Rachel Griffith’s directorial debut, Ride Like a Girl tells the true story of Michelle Payne, the first female jockey to win the Melbourne Cup, and stars Australian actress Teresa Palmer. Telling of the battles, heartache and events prior to Payne’s 2015 victory with her ‘prince’, Prince of Penzance, Ride Like a Girl is inspiring, empowering, and an epic snippet of Michelle Payne’s life.
In truth, I was hesitant to see this film, not because of the horse racing protests and controversy, but because Australian films (despite myself being an Australian) rarely speak to me. More often than not, Australian films that I have seen are (in my opinion) for the Caucasians, for the ‘baby boomer’ generation, and often contain ‘humour’ that I personally don’t find amusing.
But even though Ride Like a Girl is about a mostly typical Aussie family, what spoke to me was Michelle’s struggle of being in a male-dominant industry, something that I can relate to with being a film critic.

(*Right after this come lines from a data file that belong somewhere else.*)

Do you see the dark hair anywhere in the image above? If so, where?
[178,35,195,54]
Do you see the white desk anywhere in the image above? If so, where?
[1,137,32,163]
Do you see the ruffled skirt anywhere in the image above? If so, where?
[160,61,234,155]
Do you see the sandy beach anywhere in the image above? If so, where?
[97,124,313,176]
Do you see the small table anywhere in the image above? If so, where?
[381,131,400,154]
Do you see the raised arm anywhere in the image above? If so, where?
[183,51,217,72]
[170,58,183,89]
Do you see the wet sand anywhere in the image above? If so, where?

Connecting to Michelle Payne’s journey, I found myself on a roller coaster of emotions; happy, heartbroken, frustrated, hopeful and overjoyed.

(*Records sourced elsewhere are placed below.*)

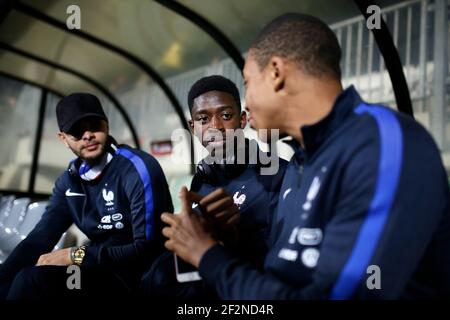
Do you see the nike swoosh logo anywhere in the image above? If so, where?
[66,188,85,197]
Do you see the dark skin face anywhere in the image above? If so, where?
[58,117,109,163]
[189,91,247,152]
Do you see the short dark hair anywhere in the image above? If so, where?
[188,75,241,113]
[250,13,341,80]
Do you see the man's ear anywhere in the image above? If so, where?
[58,132,69,148]
[239,111,247,129]
[188,119,194,134]
[267,56,286,92]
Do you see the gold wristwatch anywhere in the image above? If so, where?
[70,246,86,266]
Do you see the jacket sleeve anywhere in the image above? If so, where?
[199,138,450,299]
[0,176,73,296]
[83,156,173,266]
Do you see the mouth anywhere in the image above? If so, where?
[83,142,100,151]
[205,135,225,147]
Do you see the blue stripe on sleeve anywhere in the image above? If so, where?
[117,148,154,240]
[330,103,403,300]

Teresa Palmer is incredible in her portrayal as Michelle Payne. Even without dialogue, Palmer’s facial expressions in this film speak volumes. With an impressive duality, Palmer portrays Payne perfectly, transitioning from a cherished daughter of Sam Neill’s character Paddy Payne, to a stubborn, fierce and determined athlete. Palmer and Neill’s on-screen chemistry is also brilliant, displaying the turbulent relationship Payne had with her father at the time.

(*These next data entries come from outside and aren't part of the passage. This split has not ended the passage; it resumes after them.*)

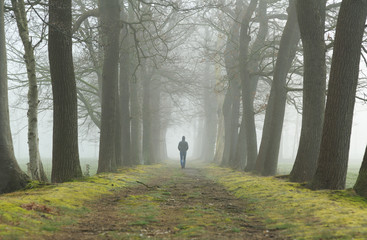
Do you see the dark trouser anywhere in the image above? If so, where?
[180,152,186,168]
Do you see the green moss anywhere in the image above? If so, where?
[0,165,161,239]
[207,167,367,239]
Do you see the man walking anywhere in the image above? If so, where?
[178,136,189,168]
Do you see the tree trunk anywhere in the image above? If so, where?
[290,0,326,182]
[221,1,242,166]
[353,147,367,197]
[130,71,142,164]
[243,0,268,171]
[255,0,300,176]
[233,0,258,170]
[97,0,120,173]
[0,0,28,194]
[48,0,82,182]
[11,0,47,182]
[149,80,162,164]
[120,21,133,166]
[141,61,154,164]
[311,0,367,189]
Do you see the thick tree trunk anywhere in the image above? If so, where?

I understood Paddy Payne’s point of view regarding the reluctance for his daughter’s choice in career, despite being the main influence that ignited her aspirations. Not purposefully wanting to dash his child’s dreams, you really could feel how conflicted Paddy Payne was through Sam Neill’s effortless and emotionally stressful portrayal.
But the true stand-out of the film would be Stevie Payne who plays himself. Stevie Payne is Michelle Payne’s Down Syndrome younger brother who has his own story told within Ride Like a Girl, displaying his character, his own challenges and his quiet achievements. The film also shows Stevie’s close relationship with his sister, to the point I had to remind myself that Teresa was just portraying Stevie’s sister and not actually related to him. This was because the chemistry Teresa Palmer had with Stevie Payne felt very real. In fact, I would be surprised if the two didn’t have a friendship after this movie was completed.
I suppose some may say that this film is too ‘Hallmark’ for their liking. But somebody actually lived through these struggles! And because the story is true, it only makes Ride Like a Girl even more fascinating to watch.
I genuinely loved this film and would absolutely rush to the cinemas to see it again. We all know Michelle Payne won the Melbourne Cup in 2015, but it’s the journey to that victory that we don’t know about. Now after seeing Ride Like a Girl, I can understand why Rachel Griffith sought hard to make Michelle Payne’s journey into a film, and it’s a damn good one. Just make sure when seeing Ride Like a Girl to bring the tissues!
Ride Like a Girl is an epic tale that deserves every praise it receives and is in Australian cinemas now.